Since we’re on lemmy, I’ll use this as an example. If someone were making a GNOME (GTK4 + libadwaita) Lemmy frontend, and I were to start working on my own Lemmy frontend for GNOME, thereby competing with this already existing project for users, is that wrong? To make things more interesting, what if I wanted write my Lemmy client in Rust since I didn’t like the original being written in Python? To make things even more interesting, what if that project is slow in development due to the developer not having a lot of time? My gut instinct is that it is immoral. I feel like I would be taking away a project that the author had sunk some amount of time in, hoping to impact others in a positive way. I understand there is no guarantee that my project does better than theirs, but I should still be conscientious of the possibility, right? Let me know your thoughts FOSS community.

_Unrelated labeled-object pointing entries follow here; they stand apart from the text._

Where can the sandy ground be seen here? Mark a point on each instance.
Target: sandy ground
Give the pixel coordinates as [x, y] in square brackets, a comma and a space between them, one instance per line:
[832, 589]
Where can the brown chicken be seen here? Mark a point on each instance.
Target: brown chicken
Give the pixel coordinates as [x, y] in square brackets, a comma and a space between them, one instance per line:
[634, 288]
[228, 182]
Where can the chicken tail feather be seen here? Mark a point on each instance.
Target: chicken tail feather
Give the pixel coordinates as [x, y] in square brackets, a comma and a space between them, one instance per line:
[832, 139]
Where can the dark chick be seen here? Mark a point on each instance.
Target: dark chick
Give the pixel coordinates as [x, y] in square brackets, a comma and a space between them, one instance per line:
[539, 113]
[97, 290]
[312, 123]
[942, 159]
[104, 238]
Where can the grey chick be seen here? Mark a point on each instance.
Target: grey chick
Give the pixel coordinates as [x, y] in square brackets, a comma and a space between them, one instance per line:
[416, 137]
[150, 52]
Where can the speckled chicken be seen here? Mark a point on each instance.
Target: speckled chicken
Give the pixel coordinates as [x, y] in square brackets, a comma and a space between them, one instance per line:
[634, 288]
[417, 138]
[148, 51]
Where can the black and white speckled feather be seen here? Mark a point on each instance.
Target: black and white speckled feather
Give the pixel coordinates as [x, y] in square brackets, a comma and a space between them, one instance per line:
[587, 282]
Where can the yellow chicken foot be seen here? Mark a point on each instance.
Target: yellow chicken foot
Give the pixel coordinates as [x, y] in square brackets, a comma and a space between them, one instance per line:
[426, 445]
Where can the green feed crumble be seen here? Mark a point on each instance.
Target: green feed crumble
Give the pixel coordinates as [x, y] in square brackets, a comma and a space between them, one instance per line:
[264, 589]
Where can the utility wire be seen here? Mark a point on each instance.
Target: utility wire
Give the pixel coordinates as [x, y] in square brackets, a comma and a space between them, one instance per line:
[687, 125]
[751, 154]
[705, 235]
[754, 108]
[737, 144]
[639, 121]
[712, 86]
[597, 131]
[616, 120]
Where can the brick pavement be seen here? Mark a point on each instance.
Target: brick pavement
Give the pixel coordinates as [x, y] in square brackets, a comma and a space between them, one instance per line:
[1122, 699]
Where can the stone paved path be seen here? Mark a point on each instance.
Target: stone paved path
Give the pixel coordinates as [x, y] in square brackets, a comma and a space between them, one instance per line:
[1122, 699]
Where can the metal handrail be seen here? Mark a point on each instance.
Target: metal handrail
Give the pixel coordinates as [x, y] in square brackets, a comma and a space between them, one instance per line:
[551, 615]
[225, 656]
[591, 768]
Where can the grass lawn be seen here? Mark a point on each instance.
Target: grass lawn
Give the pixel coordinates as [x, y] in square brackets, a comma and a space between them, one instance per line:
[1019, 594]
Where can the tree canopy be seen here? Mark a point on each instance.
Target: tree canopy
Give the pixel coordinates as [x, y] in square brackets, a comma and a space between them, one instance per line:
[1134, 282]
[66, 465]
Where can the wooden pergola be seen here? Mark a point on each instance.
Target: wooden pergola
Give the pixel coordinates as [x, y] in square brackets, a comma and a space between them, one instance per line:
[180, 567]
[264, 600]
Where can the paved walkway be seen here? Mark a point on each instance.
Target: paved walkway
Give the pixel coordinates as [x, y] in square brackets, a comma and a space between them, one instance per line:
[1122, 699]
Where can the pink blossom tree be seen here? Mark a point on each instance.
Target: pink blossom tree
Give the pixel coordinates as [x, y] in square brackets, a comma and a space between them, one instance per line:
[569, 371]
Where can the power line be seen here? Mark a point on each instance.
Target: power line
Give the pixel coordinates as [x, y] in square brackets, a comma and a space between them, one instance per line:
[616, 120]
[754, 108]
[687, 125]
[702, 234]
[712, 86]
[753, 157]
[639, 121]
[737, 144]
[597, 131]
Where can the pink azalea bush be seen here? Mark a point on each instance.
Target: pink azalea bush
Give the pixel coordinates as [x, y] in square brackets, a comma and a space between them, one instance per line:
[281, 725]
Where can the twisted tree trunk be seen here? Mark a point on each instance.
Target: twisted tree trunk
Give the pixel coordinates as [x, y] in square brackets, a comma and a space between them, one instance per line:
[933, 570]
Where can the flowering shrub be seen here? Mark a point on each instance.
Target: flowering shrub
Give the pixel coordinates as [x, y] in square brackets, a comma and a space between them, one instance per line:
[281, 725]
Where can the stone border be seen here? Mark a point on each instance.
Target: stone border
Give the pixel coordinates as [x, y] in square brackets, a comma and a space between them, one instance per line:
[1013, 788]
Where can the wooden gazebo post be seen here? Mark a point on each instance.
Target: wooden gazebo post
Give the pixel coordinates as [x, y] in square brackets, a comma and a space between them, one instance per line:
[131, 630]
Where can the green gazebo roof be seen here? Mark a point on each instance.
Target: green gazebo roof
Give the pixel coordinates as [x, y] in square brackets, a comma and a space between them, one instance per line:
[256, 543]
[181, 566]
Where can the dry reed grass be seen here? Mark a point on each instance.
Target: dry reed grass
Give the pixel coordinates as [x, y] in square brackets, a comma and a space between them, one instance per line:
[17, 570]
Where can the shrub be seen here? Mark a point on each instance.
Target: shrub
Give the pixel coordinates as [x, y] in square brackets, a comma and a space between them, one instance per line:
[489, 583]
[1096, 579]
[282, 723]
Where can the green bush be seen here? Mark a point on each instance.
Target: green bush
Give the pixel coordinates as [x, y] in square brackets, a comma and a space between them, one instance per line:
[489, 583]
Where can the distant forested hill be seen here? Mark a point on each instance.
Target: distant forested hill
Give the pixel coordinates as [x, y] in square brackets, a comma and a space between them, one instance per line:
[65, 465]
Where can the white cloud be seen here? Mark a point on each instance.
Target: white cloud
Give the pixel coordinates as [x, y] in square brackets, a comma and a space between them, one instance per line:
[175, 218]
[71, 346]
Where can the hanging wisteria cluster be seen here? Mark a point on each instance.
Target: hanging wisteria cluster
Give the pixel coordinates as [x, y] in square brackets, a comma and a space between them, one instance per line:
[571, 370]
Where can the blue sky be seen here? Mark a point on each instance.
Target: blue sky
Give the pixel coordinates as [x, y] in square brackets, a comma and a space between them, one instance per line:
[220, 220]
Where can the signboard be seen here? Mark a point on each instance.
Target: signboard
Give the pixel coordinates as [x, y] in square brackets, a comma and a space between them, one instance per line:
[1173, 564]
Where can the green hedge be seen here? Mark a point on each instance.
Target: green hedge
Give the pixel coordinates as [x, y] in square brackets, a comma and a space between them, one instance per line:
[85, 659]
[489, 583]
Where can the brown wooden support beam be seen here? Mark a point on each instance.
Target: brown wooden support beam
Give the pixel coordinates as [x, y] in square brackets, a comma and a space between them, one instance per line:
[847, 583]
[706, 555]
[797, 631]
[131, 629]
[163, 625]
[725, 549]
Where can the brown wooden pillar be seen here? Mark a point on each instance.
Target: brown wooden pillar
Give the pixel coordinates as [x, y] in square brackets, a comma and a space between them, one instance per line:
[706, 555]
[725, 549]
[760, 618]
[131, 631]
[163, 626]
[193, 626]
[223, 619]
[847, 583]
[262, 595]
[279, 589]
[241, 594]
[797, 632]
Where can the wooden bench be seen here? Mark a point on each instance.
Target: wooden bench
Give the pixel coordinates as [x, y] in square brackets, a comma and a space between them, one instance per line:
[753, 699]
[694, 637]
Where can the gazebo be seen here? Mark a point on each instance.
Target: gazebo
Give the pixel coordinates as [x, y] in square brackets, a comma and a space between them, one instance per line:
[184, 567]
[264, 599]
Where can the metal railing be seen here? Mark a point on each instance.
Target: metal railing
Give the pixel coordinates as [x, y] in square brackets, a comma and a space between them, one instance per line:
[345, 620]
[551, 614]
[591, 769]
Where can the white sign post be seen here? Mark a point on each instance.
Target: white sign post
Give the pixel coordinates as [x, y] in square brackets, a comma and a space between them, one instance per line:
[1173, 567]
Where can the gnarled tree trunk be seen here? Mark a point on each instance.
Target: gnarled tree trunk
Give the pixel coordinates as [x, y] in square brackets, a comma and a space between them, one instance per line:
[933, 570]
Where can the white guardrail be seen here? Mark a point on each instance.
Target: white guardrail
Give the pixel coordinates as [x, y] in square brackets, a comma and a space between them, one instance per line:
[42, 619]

  • Nah OP, that’s just the nature of the ecosystem. We have more terminal emulators and text editors than we know what to do with and people continue making more. That being said, if your project idea is extremely similar to an existing project, you should check to see if the devs of that project would be interested in your ideas since you could collaborate with them if they are.

  • FOSS shit is built to be reproduced. if you wanted to fork somebody’s project and build your own thing on top of it, that’s in the spirit of open source. if they didn’t want it to happen, they wouldn’t use a FOSS license. if you can do that, then building your own thing that does similar stuff is certainly not a problem. FOSS isn’t competitive, its collaborative. everybody who contributes is doing a good thing, even if that’s by building more options for people.

  • There are already 5 or so Android apps for Lemmy, at least 2 iPhone apps and 2 Linux apps on Flathub. Go ahead.

    If the available software doesn’t work as you want it to and you have the skill and time to make something you like go ahead. Often enough in the open source world devs of “competing” programs actually help each other.

    So in the end you will just make the world a better place with your contribution.

  • I’m reminded of a time I found myself using an open source tool on github and finding it severely out of date on sources of information it was using to operate. I made a fork, spent a few hours updating, committed that code and put in a pull request with the original developer so they could merge it back into their original. 5 Years later, no response. 🤣

    People abandon projects for various reasons or only work with the scarce free time they have. You may find someone interested in a healthy competition, but it might be more likely they back off when they see someone pick up the torch and do what they no longer can.

  • Lemmy and Kbin both fill the same niche. They can coexist peacefully. There is nothing wrong with trying it your own way. One of the great things about reddit was the app ecosystem that allowed all users to pick their favorite. My favorite was BaconReader, which wasn’t particularly popular, but really worked for me. I’m glad that the developers of BaconReader didn’t decide the market was already too crowded.

    I would recommend anyone making a Lemmy app, especially open source apps, document the stuff that was hard for them in making the app so others can learn and not have to fight the same battle.

  • No, it’s not immoral. It’s preferable that people join their efforts into few projects (that’s how more impactful tools are created most of the time), but there is nothing wrong with you starting your own project and bringing your own vision to life.

    Note also that not all free software projects want contribution from outside.

  • No, never. Diversity is the strength of open source software. Someone coming along and doing things differently to you is actually really helpful. Just remember that if you are both open sourced you can both see how each other solved a complex problem, fixed a bad bug, or made a performance gain. You won’t be able to directly import their code but the back and forth is helpful for both of you.

    That said, helping with an established project is generally a better idea than making a new one from scratch unless you have a clear reason to be different. Many hands make light work and if you can work with someone you may make something better together than you would on your own. Never let that stop you though, go have fun, make a cool thing, and if it turns out you would rather work more in a team you can bring what you learned from building your thing to another project later.

  • Nah it’s totally within the spirit of FOSS to outright copy someone else’s project and modify it let alone write greenfield stuff that competes with it, just because we’re not in a traditional corporate/proprietary IP sort of environment here doesn’t mean there can’t be competition; in fact competition in FOSS is good as it drives innovation and improvement.